By Harry Scoffin
Today’s Queen speech commits the government to legislate to go over the heads of landlords to help flat lessees gain … super-fast broadband.
The Telecommunications Infrastructure (Leasehold Property) Bill – an initiative from the Department for Culture, Media and Sport – has been described as necessary to “accelerate the delivery of fast, reliable and secure broadband networks to millions of homes” by empowering “telecoms companies to install digital infrastructure when landlords ignore repeated requests for access”.
The announcement highlights the structural deficiencies of leasehold as a model of housing, with third-party freeholders often offshore and largely indifferent to the concerns of paying leaseholders who, despite effectively owning the financial interest of a building collectively, are treated by law as tenants.
It follows a story by The Times in May:
Freeholders block fibre-optic broadband installation for flat-owners
Hundreds of thousands of households are missing out on being connected to super-fast broadband because of the opaque world of leasehold property ownership.Campaigners have recently raised concerns about the way many flats are owned by freeholders. These can charge high fees to residents who own only
The government’s Queen’s speech 130-page briefing pack also pledges legislation to give effect to a new safety regime for high-rise residential buildings. Based on the recommendations of former health and safety commissioner Dame Judith Hackitt, the system has been billed as:
“Giving residents a stronger voice in the system, ensuring their concerns are never ignored and they fully understand how they can contribute to maintaining safety in their buildings.
“Strengthening enforcement and sanctions to deter non-compliance with the new regime in order to hold the right people to account when mistakes are made and ensure they are not repeated.”
There is, however, no mention of changing the much-criticised rules around recognised tenants’ associations which, because of their drafting, hinder leaseholders from organising and representing themselves in discussions over the safety of their homes.
Briefing The Guardian on Saturday, the Communities Secretary Robert Jenrick claimed that the so-called Grenfell law would open “building owners” up to criminal sanctions for neglect of duty.
Grenfell Tower law will compel owners to keep buildings safe
Legislation that would force developers and landlords to comply with rigorous new safety standards will be announced in the Queen’s speech on Monday with the aim of preventing a repeat of the Grenfell Tower disaster.
“These reforms will ensure no building owner is able to undermine the safety of residents,” said Mr Jenrick in a tweet put out by the Ministry of Housing, Communities and Local Government earlier today.
Although it is true that external freeholders are essential to understanding how most leasehold apartment blocks operate, it is not altogether clear how the law will be effective, especially while properties are owned by shell companies based in tax havens.
LKP repeats its longstanding concern over the policy assumption that private equity investors can be forced to become long-term custodians of the buildings they own simply to monetise.
Cladding crisis reveals why freeholders are an impediment to any solution
Leasehold is, as Guy Fetherstonhaugh QC writes, “a series of laws of bewildering complexity that do nothing to resolve the conflict [between landlord and tenants], make life difficult and expensive for all concerned, and profit only the lawyers and tribunals who administer the frequent disputes between L and Ts.”
Virtue signalling over some fibre optic cables does nothing to end an asset class in ordinary people’s homes.
There needs to be wholesale change, with the government urging freehold owners to cut a deal with residents and leave these buildings as part of the transition to a situation where flats are held in commonhold and managing agents work for the benefit of the homeowners.
Despite social media graphics from the Communities Secretary and his department suggesting otherwise, the heavily trailed policies of peppercorn ground rents and a ban on leasehold houses did not feature in the Queen’s speech.

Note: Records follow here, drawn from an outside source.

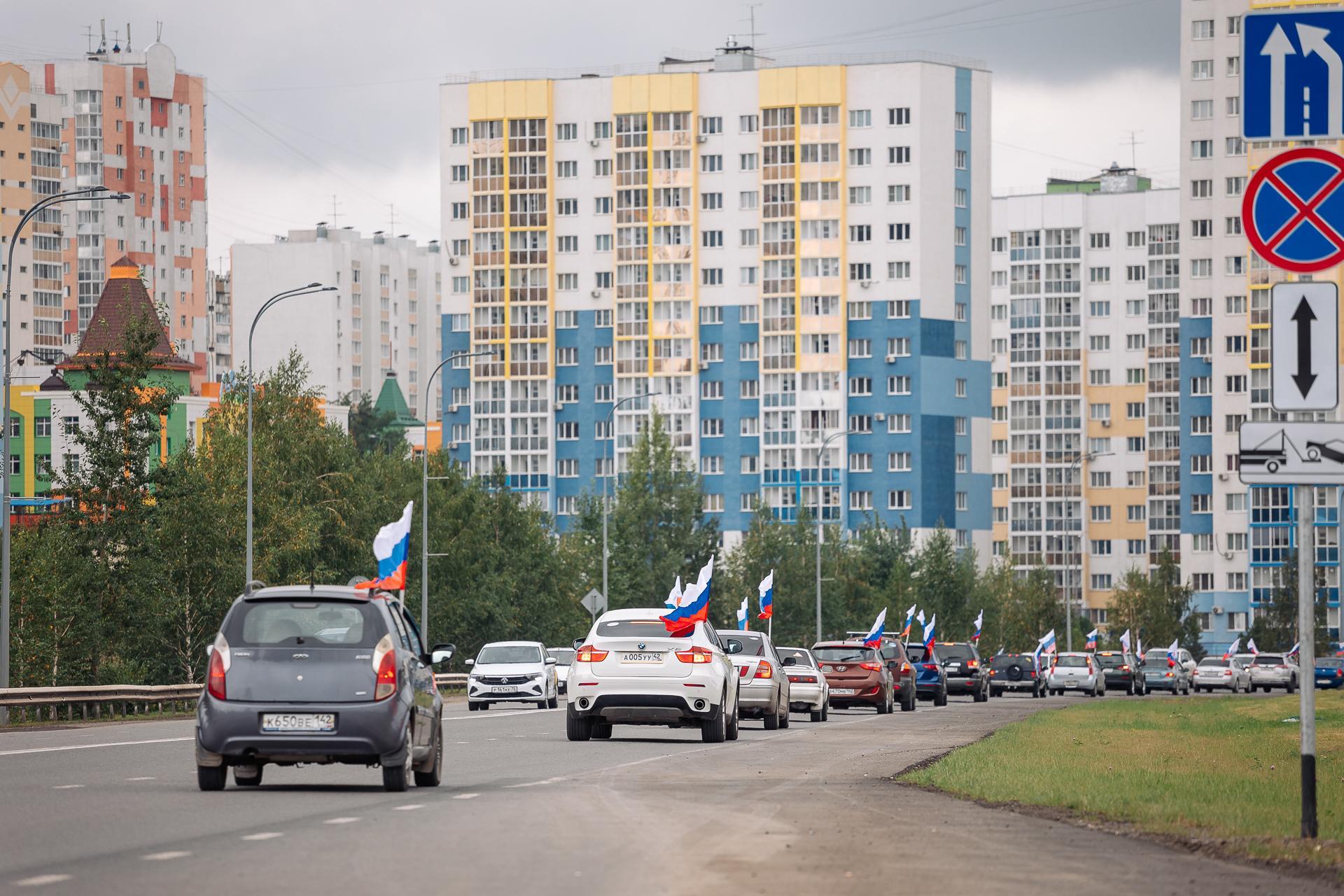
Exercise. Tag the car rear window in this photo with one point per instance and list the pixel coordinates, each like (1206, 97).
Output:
(857, 653)
(269, 624)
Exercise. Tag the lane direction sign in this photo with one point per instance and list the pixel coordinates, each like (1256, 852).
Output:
(1294, 76)
(1304, 342)
(1294, 210)
(1292, 453)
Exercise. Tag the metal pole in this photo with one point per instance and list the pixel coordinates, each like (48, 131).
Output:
(4, 440)
(252, 387)
(609, 438)
(429, 384)
(1307, 654)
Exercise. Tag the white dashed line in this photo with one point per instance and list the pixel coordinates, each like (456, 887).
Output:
(534, 783)
(41, 880)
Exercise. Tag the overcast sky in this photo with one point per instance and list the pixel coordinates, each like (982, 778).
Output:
(311, 99)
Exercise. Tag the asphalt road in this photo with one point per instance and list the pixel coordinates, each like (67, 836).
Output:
(115, 809)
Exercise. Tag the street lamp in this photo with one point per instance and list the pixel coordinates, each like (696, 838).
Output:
(822, 453)
(1069, 610)
(89, 194)
(252, 387)
(425, 482)
(628, 398)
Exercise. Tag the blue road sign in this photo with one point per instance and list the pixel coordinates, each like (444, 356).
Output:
(1292, 76)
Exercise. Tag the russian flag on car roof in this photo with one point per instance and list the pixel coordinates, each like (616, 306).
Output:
(874, 637)
(391, 547)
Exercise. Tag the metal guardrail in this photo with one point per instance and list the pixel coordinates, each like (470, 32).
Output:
(27, 704)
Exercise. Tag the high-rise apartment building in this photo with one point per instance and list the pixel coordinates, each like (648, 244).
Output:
(130, 121)
(790, 264)
(384, 316)
(1234, 539)
(1075, 274)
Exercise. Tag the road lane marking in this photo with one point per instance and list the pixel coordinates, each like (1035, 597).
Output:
(534, 783)
(116, 743)
(41, 880)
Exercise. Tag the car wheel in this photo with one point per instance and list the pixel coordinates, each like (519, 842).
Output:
(435, 774)
(578, 727)
(714, 731)
(248, 780)
(211, 777)
(398, 778)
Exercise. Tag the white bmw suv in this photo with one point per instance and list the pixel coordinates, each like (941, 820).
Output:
(631, 672)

The summary of planned laws, widely seen as a foretaste of the Conservatives’ election manifesto, has raised fears over whether the ruling party will perform yet another u-turn on the issue of ending monetary ground rents and backslide on wider leasehold and commonhold reform.

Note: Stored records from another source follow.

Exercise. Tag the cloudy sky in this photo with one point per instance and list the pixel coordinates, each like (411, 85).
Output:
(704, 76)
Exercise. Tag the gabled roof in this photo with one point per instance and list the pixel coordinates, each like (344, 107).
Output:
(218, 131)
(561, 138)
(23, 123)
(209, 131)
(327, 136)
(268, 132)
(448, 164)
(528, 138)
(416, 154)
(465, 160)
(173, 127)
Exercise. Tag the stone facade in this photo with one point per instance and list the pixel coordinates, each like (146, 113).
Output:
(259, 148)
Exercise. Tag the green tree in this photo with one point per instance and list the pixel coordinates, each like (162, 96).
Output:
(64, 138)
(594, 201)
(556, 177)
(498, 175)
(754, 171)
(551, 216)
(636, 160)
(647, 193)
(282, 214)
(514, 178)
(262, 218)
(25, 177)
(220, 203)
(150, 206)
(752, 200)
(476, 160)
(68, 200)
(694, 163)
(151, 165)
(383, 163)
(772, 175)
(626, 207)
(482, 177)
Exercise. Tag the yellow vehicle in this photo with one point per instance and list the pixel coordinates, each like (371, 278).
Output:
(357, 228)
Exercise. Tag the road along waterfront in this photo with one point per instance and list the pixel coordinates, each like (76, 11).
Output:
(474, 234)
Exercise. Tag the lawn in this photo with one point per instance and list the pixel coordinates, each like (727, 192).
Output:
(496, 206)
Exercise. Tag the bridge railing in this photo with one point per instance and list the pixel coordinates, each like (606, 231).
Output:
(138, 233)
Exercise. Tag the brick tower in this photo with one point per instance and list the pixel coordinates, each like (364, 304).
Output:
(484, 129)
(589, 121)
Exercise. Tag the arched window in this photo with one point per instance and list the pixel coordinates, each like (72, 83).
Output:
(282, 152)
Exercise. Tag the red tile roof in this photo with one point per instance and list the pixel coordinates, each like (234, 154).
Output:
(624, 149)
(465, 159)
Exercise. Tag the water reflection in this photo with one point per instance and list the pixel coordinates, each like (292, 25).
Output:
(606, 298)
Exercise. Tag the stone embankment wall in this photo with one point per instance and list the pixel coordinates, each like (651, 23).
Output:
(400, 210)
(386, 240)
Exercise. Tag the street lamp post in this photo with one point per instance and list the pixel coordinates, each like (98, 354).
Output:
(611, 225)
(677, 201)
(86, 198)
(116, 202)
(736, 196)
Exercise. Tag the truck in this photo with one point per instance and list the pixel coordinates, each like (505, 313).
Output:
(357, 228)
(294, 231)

Delivering the Labour party’s response to the Queen’s speech, opposition leader Jeremy Corbyn said that “not a single private block has been made safe under this prime minister” and challenged the government to “set a hard deadline for all landlords to replace dangerous cladding” and “toughen sanctions against block owners who won’t do that work”.

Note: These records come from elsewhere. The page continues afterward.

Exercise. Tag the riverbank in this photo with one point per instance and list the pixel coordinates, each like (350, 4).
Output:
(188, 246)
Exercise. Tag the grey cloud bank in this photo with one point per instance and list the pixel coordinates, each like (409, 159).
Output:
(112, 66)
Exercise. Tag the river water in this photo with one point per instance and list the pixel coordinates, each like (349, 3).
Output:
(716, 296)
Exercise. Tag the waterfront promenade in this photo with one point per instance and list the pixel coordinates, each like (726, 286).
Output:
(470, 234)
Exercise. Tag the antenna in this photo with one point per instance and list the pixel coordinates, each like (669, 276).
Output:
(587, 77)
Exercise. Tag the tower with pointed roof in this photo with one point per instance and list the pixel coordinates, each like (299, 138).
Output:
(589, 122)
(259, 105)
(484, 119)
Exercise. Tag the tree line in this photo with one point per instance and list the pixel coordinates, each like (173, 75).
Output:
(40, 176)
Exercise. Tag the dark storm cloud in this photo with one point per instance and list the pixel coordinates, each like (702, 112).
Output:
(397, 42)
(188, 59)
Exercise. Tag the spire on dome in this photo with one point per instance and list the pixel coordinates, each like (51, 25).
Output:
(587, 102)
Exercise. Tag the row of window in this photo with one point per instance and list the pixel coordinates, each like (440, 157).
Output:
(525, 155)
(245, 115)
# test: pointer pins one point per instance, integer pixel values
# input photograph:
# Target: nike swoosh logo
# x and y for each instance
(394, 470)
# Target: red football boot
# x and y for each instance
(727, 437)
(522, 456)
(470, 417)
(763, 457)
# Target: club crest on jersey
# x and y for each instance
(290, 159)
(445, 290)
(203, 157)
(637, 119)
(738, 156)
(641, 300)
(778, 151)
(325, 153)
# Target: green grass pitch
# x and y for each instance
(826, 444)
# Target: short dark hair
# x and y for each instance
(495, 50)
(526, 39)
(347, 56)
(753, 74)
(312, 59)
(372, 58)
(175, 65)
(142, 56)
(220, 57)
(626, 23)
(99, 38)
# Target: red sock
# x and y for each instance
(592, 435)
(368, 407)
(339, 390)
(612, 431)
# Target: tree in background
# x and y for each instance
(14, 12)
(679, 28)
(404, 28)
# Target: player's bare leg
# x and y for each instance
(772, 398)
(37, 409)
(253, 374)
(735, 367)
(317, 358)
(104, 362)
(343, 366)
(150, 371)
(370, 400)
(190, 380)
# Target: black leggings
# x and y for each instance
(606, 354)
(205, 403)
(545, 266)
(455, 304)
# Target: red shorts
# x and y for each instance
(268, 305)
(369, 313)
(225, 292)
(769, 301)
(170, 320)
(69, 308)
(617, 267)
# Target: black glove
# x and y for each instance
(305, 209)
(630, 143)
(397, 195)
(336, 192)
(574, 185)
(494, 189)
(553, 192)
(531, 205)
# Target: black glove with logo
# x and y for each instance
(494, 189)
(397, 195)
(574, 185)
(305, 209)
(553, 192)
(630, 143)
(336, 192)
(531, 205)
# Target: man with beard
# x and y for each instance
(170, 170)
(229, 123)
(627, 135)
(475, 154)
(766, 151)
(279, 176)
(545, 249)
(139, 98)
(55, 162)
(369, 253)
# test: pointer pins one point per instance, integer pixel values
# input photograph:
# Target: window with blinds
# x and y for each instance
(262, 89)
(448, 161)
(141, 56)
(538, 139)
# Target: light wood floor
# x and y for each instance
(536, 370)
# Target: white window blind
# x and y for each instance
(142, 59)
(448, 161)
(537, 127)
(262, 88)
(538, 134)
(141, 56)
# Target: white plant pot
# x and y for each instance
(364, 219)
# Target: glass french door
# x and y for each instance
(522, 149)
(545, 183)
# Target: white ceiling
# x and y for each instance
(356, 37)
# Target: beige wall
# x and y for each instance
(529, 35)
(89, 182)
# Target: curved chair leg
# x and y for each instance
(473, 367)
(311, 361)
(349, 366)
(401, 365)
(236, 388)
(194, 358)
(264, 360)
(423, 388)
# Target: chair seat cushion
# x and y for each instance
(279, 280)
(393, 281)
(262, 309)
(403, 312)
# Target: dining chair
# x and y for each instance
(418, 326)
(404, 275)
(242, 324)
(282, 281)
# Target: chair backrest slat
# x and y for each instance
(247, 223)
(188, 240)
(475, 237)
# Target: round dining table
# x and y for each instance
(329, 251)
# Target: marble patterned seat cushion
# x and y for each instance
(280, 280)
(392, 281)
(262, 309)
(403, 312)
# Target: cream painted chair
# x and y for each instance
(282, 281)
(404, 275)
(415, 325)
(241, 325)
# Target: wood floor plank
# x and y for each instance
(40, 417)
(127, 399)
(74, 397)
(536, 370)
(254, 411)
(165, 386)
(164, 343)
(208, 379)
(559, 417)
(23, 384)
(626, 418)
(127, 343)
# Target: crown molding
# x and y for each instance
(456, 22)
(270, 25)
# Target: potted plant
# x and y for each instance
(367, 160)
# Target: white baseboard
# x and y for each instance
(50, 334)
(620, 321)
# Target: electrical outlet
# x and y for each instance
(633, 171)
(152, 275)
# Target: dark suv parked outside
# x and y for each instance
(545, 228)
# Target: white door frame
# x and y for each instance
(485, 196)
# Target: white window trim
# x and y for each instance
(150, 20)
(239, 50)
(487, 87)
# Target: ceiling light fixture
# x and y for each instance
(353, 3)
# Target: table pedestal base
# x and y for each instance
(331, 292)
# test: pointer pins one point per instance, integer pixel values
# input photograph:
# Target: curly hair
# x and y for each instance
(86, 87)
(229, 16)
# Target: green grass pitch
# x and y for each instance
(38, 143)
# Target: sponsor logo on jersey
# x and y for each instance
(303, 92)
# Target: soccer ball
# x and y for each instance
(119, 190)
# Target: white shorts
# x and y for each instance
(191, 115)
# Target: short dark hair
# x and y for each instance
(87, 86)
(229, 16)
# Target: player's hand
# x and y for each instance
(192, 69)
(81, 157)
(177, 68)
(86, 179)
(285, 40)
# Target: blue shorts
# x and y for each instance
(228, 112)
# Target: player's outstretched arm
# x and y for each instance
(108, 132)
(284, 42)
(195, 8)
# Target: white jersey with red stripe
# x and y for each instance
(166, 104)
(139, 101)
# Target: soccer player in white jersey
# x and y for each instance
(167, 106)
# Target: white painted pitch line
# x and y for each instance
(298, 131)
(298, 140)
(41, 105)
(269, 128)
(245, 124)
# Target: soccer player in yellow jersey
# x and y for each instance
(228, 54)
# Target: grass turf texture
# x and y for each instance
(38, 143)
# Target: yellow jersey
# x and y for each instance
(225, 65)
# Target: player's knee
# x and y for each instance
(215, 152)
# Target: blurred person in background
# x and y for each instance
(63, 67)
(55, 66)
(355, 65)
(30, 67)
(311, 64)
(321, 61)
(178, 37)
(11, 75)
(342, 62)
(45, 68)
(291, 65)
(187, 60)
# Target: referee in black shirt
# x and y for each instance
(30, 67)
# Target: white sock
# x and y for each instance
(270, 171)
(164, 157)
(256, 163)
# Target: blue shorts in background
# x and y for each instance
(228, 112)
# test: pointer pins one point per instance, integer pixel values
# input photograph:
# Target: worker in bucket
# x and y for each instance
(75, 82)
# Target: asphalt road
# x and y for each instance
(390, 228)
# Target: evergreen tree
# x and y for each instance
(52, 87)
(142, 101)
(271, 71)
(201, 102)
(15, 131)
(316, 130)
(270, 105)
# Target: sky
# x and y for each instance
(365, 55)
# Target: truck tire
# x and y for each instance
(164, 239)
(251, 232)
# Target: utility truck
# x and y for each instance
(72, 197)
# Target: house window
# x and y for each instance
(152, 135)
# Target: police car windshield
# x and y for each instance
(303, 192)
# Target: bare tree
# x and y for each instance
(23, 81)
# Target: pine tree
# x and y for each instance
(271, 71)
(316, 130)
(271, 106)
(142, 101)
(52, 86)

Mr Corbyn also criticised “this government’s abject failure on housing,” promising that Labour “will fix the housing crisis in this country” by taking decisive action to “tackle the leasehold scandal”.
Paddy
Never believed there would be a leasehold reform bill – cynicism is the only rational approach based on history.
Kudos to Her Majesty turning out on a wet day to read a completely pointless government programme.
Can’t recall a Queen’s Speech by a huge minority government which is unlikely to be passed? Let alone enacted.
Anybody’s guess which party can win an election and form a “strong and stable” government.
No chance of leasehold reform anytime soon, I wager.